International Career
Coates first appeared at Covent Garden in 1914 in a Wagner season. He won critical praise for his performance of Tristan und Isolde and particularly for his conducting of Die Meistersinger. His conducting of Puccini's Manon Lescaut later in the same season was also well received, his Parsifal less so.
The Russian Revolution in 1917 did not at first adversely affect Coates. The Soviet government appointed him "President of all Opera Houses in Soviet Russia", based in Moscow. By 1919, however, living conditions in Russia had become desperate. Coates became seriously ill, and with considerable difficulty left Russia with his family by way of Finland in April 1919. After his arrival in England, he was appointed chief conductor of the LSO. Reviewing his first performance in the post, The Times praised him warmly, along with the younger Adrian Boult and Geoffrey Toye, in an article on "The Conductor's Art". In September 1919, he was appointed to teach a new class for operatic training at the Royal College of Music. Reporting the appointment, The Times wrote, "There can scarcely be a musician in this country with so wide and cosmopolitan an experience of operatic performance."
The following month, there occurred an incident for which the name of Albert Coates is remembered in many books and articles. The LSO gave the world premiere of Elgar's Cello Concerto under the baton of the composer, but Coates, who was conducting the rest of the program, appropriated most of Elgar's allotted rehearsal time. As a result, the orchestra gave a notoriously inadequate performance. Elgar did not complain publicly, but the musical world knew privately of Coates's behavior. With this exception, Coates served English composers well in the postwar years, giving the first performances of large-scale works including Vaughan Williams's revised A London Symphony (1920), Delius's Requiem (1922), Bax's First Symphony (1922), and Holst's Choral Symphony (1925). He conducted many other early performances of music by contemporary English composers, including the second complete performance, which was also its first complete public performance, of Holst's The Planets in 1920, two years after its private premiere. Among works from continental Europe introduced to England by Coates were Prokofiev's Third Piano Concerto and Rachmaninoff's Fourth Piano Concerto, each with the composer as soloist. In 1925, he gave the first stage performance outside Russia of Rimsky-Korsakov's opera The Invisible City of Kitezh.

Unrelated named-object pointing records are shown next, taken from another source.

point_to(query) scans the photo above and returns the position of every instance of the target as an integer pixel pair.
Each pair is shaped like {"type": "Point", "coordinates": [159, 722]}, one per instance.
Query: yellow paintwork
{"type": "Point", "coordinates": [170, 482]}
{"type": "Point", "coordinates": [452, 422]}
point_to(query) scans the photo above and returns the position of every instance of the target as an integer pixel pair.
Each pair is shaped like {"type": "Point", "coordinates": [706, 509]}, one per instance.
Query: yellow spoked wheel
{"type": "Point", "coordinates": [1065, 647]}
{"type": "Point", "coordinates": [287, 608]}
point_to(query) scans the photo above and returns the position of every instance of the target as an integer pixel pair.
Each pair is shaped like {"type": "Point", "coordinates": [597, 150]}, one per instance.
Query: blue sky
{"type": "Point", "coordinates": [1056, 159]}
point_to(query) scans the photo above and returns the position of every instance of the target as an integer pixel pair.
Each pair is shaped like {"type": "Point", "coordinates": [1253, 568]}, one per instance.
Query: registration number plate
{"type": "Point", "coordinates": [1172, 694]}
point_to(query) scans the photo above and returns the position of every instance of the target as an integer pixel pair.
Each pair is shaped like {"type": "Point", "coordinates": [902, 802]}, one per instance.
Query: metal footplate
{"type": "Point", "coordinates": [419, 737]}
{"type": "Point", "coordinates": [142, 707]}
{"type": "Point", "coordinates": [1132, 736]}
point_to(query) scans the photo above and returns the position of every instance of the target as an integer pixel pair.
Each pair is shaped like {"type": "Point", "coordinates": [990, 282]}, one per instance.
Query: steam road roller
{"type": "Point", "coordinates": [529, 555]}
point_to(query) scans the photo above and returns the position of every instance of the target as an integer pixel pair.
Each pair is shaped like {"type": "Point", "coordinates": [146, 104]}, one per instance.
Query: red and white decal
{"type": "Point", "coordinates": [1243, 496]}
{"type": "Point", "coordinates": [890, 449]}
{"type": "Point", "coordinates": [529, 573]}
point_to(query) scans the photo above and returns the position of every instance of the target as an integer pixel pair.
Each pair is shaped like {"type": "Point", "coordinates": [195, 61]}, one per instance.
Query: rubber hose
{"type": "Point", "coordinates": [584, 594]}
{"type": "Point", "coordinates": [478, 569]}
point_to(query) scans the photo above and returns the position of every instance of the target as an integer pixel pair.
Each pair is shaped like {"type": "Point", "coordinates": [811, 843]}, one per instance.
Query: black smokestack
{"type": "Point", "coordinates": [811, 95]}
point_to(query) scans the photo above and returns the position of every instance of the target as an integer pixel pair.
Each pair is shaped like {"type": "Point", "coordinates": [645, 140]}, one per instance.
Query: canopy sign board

After his contract with the LSO expired in 1922, Coates held no more permanent conductorships in the UK, although he directed the Leeds music festivals of 1922 and 1925. In 1923, he was appointed joint principal conductor with Eugene Goossens of the Rochester Philharmonic Orchestra in the U.S. He was among the co-founders of Vladimir Rosing's pioneering American Opera Company. But he left Rochester in 1925 as a result of a disagreement with the orchestra's sponsor, George Eastman, over artistic policy. The reason for his failure to secure a permanent position in the UK was, according to one commentator, that although he was a fine conductor of opera and of Russian concert music, "his interpretations of the Viennese classics were less acceptable" and as the latter were more important in British musical life, "Coates failed to win for himself the highest reputation among his own countrymen."